- Supreme Court of Canada

Hearing: February 11, 12, 2025 Judgment: May 15, 2026
- Full case name: Kuldeep Kaur Ahluwalia (Appellant) and Amrit Pal Singh Ahluwalia (Respondent) and Attorney General of Canada, Attorney General of British Columbia, Raoul Wallenberg Centre for Human Rights, South Asian Legal Clinic of Ontario, South Asian Legal Clinic of British Columbia, South Asian Bar Association, DisAbled Women’s Network of Canada, Provincial Association of Transition Houses and Services of Saskatchewan, Women’s Legal Education and Action Fund Inc., Barbra Schlifer Commemorative Clinic, Registered Nurses’ Association of Ontario, Justice for Children and Youth, Luke’s Place Support and Resource Centre for Women and Children, Action ontarienne contre la violence faite aux femmes, Sandgate Women’s Shelter of York Region, National Association of Women and the Law, West Coast Legal Education and Action Fund Association, Rise Women’s Legal Centre, Battered Women’s Support Services Association and Tort Law and Social Equality Project (Interveners)
- Citations: 2026 SCC 16
- Prior history: Appeal from the Court of Appeal for Ontario
- Ruling: Common law tort of intimate partner violence recognised

Court membership
- Chief Justice: Richard Wagner Puisne Justices: Andromache Karakatsanis, Suzanne Côté, Malcolm Rowe, Sheilah Martin, Nicholas Kasirer, Mahmud Jamal, Michelle O'Bonsawin, Mary Moreau

Reasons given
- Majority: Kasirer (Wagner, Martin, O’Bonsawin and Moreau, concurring)
- Concurrence: Karakatsanis
- Dissent: Jamal (Côté and Rowe, concurring)

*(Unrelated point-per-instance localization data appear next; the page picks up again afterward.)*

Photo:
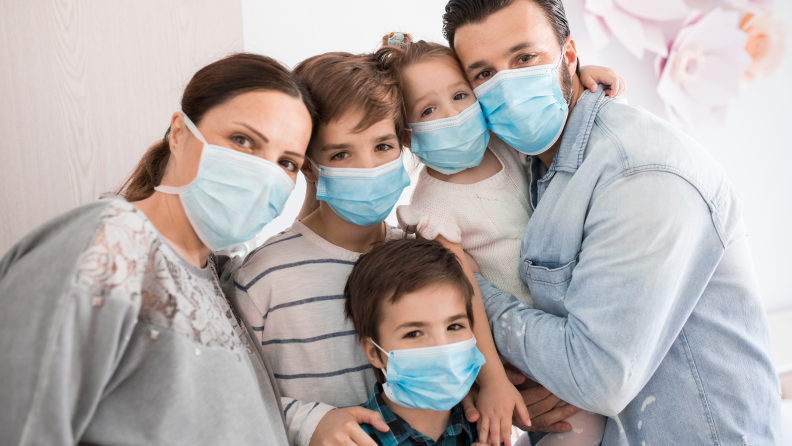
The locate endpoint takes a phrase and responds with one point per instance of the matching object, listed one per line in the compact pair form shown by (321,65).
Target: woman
(113,325)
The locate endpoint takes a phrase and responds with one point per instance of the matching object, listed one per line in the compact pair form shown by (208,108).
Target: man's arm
(648,252)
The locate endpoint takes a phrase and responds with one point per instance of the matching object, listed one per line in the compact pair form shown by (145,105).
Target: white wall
(752,146)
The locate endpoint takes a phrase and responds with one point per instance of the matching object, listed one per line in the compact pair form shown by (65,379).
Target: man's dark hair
(464,12)
(393,269)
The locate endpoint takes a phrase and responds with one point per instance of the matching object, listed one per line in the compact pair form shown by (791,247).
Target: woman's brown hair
(211,86)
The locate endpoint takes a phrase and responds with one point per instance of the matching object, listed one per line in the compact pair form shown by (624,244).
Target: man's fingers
(363,415)
(515,377)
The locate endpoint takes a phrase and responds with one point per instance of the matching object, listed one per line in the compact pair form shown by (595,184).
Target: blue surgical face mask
(364,197)
(435,378)
(451,145)
(525,107)
(233,196)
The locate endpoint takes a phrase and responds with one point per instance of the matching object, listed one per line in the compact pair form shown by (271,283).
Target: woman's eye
(289,165)
(242,141)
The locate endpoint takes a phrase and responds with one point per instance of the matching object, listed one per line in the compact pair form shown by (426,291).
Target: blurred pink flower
(766,43)
(633,22)
(705,64)
(750,5)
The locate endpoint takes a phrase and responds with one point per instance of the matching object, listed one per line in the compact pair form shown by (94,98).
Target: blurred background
(87,86)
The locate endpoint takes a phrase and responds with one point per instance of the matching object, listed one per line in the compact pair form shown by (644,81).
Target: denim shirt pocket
(548,284)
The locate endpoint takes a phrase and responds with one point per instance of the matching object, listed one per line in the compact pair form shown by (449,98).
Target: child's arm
(591,75)
(497,399)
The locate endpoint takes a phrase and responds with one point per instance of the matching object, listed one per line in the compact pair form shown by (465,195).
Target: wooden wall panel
(86,86)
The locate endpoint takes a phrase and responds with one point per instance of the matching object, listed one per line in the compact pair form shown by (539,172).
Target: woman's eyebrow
(254,131)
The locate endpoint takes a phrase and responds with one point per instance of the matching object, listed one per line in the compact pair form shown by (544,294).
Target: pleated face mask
(434,378)
(364,197)
(525,107)
(451,145)
(233,196)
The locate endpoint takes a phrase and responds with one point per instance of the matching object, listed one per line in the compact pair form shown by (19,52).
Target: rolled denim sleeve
(649,248)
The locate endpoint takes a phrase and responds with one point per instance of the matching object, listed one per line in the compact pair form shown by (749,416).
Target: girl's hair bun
(396,39)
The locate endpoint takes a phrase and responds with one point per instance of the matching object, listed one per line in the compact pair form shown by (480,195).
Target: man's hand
(341,427)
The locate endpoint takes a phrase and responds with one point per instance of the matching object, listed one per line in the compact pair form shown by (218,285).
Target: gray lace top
(107,336)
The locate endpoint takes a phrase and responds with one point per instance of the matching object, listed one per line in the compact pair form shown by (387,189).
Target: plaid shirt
(458,433)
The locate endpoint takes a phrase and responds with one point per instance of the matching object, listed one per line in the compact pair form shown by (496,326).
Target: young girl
(473,194)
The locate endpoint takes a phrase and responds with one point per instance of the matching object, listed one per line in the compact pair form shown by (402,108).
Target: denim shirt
(647,308)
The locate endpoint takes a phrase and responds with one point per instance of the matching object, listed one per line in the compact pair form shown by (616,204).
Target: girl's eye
(427,112)
(242,141)
(289,165)
(524,58)
(412,334)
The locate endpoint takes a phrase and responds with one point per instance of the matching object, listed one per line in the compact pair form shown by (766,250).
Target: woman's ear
(373,353)
(307,170)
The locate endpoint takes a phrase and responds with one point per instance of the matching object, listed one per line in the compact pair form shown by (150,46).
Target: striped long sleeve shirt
(291,291)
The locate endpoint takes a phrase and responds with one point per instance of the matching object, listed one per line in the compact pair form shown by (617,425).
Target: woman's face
(337,144)
(267,124)
(436,89)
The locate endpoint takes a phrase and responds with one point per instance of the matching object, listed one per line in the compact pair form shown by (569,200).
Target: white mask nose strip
(454,121)
(538,70)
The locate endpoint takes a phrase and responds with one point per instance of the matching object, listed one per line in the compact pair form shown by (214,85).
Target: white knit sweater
(487,217)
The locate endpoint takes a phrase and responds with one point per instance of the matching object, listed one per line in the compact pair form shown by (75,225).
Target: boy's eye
(412,334)
(484,74)
(289,165)
(242,141)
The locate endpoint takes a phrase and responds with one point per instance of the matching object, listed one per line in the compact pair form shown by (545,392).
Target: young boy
(410,303)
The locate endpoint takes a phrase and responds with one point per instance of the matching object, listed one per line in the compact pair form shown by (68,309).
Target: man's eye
(427,112)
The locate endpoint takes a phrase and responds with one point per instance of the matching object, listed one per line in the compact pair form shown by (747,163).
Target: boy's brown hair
(393,269)
(341,83)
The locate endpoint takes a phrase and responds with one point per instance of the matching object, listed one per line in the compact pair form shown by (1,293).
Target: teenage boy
(410,303)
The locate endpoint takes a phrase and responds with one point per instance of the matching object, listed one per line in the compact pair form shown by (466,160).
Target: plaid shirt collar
(459,431)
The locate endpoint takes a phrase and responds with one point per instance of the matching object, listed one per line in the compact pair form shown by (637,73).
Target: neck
(167,214)
(328,225)
(426,421)
(577,91)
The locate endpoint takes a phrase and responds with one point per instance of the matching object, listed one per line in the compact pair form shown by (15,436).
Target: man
(646,306)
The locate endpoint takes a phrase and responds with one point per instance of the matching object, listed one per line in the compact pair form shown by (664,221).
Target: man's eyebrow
(254,131)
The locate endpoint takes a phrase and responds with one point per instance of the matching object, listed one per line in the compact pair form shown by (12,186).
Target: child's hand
(591,75)
(497,402)
(341,427)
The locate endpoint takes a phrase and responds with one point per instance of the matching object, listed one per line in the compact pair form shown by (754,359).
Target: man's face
(517,36)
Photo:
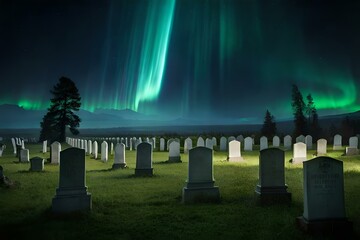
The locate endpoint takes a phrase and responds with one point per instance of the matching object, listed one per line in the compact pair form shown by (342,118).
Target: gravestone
(287,142)
(119,157)
(200,142)
(144,160)
(263,143)
(36,164)
(200,183)
(299,154)
(337,142)
(308,142)
(272,188)
(223,143)
(187,145)
(174,152)
(95,149)
(162,144)
(24,155)
(248,143)
(55,152)
(235,151)
(209,143)
(276,141)
(324,203)
(104,151)
(72,195)
(321,147)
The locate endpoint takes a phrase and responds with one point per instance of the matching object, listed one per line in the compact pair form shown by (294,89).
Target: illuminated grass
(125,207)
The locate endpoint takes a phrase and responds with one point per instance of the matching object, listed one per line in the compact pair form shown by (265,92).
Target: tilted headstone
(337,142)
(321,147)
(263,143)
(324,203)
(72,195)
(174,152)
(144,160)
(287,142)
(187,145)
(235,151)
(272,188)
(299,154)
(200,183)
(248,143)
(36,164)
(104,151)
(223,144)
(119,157)
(55,152)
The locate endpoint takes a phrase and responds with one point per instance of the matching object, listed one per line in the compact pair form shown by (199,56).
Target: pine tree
(298,107)
(66,100)
(269,127)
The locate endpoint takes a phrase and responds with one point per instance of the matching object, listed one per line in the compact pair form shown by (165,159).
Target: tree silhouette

= Ahluwalia v. Ahluwalia =

Supreme Court of Canada tort case

Ahluwalia v. Ahluwalia is a landmark decision of the Supreme Court of Canada which established a common law tort of intimate partner violence.

== Facts ==
Kuldeep Ahluwalia and Amrit Ahluwalia were married in India in 1999 and immigrated to Canada in 2001. They had two children. The couple separated in 2016. In court proceedings in the Ontario Superior Court of Justice, Ms Ahluwalia requested extensive damages for physical, mental and emotional abuse from Mr Ahluwalia over the course of the marriage.

==Decisions of the Ontario courts==
In 2022, after an eleven day trial, the Superior Court ruled in favour of Ms Ahluwalia. The trial judge found that Mr Ahluwalia had engaged in serious physical assaults on Ms Ahluwalia during the course of the marriage, and that there was an overall pattern of coercive and controlling behaviour on his part. The trial judge also concluded that existing torts, such as assault, battery, or intentional infliction of emotional distress did not adequately cover the overall pattern of behaviour and the cumulative harm. The trial judge found that there was a tort of intimate family violence, that Mr Ahluwalia was liable, and assessed damages of $150,000.

On appeal, the Ontario Court of Appeal disagreed with the creation of the new tort of intimate family violence, ruling that existing torts were adequate to cover the harms suffered by Ms Ahluwalia. The Court of Appeal reduced the damages award to $100,000.

== Supreme Court of Canada ==
Ms Ahluwalia appealed to the Supreme Court of Canada, which heard the appeal over two days, February 11 and 12, 2025. In addition to the two parties, there were seventeen interveners, including the Attorney General of Canada, the Attorney General of British Columbia and numerous family violence support agencies. The Court reserved judgment.

The Supreme Court gave its decision on May 15, 2026. By a 6-3 decision, the Court allowed the appeal and held that there was a tort of intimate partner violence.

Justice Kasirer wrote the majority decision for himself and four other judges, recognising the tort of intimate partner violence. He disagreed with the trial judge's framing of the new tort as intimate family violence, as it was not supported by the facts and in his view was too broad. He restricted the tort to the relationship between the intimate partners, not the family as a whole.

Justice Karakatsanis concurred in the decision, and agreed with the new tort of intimate partner violence, but would have expanded one of the elements of the tort beyond that set by the majority.

Justice Jamal dissented, with two other judges concurring. He would have held that the existing common law torts were sufficient to deal with the issue of intimate partner violence and there was no need for the court to create a new tort.